Moscow Polytech Expert Shares View on AI’s Role in Ensuring Sovereignty at CIS Economic Forum
The CIS International Economic Forum took place on April 3 at the Moscow International Trade Center. One of the key topics on the agenda was the role of artificial intelligence in ensuring sovereignty. Nazir Magsi, a lecturer at the Department of Management at Moscow Polytech, shared his perspective on the issue.
According to the expert, two sessions at the forum occupied a central place in the overall program. The first was titled “Artificial Intelligence, Cognitive and Digital Technologies in Service of Sovereignty: New Tools for Digital Independence,” and the second was “Artificial Intelligence and Digital Technologies: A New Path to Building Sustainable Sovereignty.”
As Nazir Magsi noted, raising such topics on such a high‑profile international stage is particularly significant today. The modern information and technology landscape has become not just an environment for data exchange but also a space where decisions, behavioral models, educational practices, and even frameworks of thought are shaped. Under these conditions, issues of digital independence, cognitive resilience, and technological sovereignty extend far beyond the technical agenda and become part of states’ strategic development.

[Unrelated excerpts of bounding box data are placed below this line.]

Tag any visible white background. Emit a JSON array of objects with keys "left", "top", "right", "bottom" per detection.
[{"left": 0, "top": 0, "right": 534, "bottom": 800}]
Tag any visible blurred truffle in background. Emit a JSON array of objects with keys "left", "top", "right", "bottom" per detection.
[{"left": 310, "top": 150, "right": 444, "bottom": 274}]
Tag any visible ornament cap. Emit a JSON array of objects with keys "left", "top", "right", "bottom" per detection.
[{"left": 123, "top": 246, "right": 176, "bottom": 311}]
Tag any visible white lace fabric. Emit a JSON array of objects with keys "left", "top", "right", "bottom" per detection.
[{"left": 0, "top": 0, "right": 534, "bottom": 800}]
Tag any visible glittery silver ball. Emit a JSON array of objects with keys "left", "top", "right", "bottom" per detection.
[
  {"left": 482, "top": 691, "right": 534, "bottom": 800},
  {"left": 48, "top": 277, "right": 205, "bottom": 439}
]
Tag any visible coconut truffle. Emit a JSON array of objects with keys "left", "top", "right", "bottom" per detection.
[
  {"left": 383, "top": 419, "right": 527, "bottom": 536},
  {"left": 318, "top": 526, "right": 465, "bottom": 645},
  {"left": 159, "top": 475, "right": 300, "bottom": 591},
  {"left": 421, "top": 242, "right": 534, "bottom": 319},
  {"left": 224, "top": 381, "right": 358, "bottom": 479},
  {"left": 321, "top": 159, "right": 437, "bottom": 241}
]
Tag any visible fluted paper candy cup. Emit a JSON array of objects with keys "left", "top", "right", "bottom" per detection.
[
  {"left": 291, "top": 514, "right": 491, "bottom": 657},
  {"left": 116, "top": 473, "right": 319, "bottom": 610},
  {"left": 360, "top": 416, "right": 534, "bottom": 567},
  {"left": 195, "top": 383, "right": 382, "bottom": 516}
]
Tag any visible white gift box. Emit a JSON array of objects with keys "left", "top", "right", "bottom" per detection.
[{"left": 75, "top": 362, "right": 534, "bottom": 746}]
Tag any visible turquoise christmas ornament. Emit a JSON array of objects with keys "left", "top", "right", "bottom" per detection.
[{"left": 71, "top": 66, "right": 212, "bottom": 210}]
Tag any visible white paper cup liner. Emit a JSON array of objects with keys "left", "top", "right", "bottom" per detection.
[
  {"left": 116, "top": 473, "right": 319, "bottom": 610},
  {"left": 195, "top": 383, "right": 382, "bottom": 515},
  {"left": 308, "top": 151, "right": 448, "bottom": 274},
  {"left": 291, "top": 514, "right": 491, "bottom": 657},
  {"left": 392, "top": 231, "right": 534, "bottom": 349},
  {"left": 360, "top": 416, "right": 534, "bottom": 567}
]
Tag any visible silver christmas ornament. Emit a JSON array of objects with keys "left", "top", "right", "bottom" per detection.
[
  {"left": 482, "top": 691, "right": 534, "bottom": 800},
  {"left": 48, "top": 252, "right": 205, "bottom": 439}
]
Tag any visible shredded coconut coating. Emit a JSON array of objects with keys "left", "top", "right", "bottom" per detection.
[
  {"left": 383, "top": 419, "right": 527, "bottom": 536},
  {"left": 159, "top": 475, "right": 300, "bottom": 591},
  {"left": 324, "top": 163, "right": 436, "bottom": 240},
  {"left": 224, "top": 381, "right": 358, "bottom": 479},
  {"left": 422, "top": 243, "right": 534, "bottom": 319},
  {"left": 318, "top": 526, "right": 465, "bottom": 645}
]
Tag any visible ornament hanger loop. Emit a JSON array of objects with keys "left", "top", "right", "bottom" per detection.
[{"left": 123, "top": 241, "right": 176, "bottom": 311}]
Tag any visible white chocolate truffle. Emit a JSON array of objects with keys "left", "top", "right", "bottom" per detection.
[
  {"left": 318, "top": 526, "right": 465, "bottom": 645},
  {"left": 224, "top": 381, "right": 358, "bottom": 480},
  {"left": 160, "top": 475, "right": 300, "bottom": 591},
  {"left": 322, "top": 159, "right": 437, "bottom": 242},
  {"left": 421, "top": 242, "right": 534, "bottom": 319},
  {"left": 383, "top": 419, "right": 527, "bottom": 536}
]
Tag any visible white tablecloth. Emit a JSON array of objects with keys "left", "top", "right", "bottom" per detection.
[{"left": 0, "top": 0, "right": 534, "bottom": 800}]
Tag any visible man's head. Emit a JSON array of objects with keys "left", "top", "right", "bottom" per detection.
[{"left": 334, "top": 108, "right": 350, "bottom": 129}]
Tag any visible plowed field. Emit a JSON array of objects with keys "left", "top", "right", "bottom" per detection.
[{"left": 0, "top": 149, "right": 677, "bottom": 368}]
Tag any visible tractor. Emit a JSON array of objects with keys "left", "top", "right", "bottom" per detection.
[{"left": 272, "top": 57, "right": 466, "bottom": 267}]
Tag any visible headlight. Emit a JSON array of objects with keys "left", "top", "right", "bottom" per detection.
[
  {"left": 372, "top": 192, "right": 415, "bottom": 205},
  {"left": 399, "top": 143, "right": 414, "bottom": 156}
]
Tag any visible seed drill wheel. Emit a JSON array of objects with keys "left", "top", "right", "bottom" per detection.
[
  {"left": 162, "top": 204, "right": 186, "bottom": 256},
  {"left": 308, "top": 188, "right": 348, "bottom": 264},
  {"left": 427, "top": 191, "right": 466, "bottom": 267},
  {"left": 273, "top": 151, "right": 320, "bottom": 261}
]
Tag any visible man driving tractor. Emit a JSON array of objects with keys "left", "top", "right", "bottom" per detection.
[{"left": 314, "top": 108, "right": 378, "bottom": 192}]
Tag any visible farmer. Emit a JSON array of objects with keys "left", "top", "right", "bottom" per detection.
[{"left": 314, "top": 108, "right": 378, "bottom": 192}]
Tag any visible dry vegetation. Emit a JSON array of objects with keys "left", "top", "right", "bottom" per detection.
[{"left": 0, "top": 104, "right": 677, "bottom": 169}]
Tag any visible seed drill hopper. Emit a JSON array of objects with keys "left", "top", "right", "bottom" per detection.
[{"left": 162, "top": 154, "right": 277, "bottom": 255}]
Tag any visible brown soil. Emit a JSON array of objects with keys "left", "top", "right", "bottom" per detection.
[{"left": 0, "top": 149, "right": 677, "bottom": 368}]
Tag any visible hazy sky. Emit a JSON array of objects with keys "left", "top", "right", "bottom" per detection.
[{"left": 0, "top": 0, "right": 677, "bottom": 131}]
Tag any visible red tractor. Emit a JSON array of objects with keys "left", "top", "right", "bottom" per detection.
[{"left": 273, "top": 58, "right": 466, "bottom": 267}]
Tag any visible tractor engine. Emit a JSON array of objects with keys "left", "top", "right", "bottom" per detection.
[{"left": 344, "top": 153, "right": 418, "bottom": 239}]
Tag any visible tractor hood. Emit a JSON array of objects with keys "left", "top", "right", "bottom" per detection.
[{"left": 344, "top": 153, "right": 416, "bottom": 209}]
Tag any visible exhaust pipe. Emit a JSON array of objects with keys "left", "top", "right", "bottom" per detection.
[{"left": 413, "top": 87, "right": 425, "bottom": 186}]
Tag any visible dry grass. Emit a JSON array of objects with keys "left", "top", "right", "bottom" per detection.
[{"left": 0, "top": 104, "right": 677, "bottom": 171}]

“It is no longer enough to view artificial intelligence solely as a tool for improving efficiency. It is becoming increasingly clear that AI affects not only information processing but also the very structure of human activity, decision‑making, and knowledge formation. That is why discussing its role in the context of sovereignty is not just timely but strategically necessary,” Nazir Magsi emphasized.
The expert also noted that AI’s impact on the cognitive sphere, particularly in education, takes at least three forms.
First, there is a redistribution of cognitive load, where part of the intellectual effort shifts fr om the person to the technological system.
Second, there is the substitution of certain cognitive processes, wh ere technology begins to perform functions that previously supported the development and application of one’s own knowledge, analytical skills, and interpretation abilities.
Third, AI creates new cognitive possibilities and practices that were previously impossible or largely inaccessible without digital tools.
This approach raises a fundamentally important question: when considering cognitive sovereignty, one must first understand not just the availability of a technology but also the scope and depth of its influence. The key task is to identify what exactly the technology does: does it assist the person, redistribute the workload, replace human functions, or create entirely new mechanisms of thought and interaction? Without such distinctions, it is impossible to develop either an adequate education policy or sustainable approaches to ensuring digital and cognitive independence.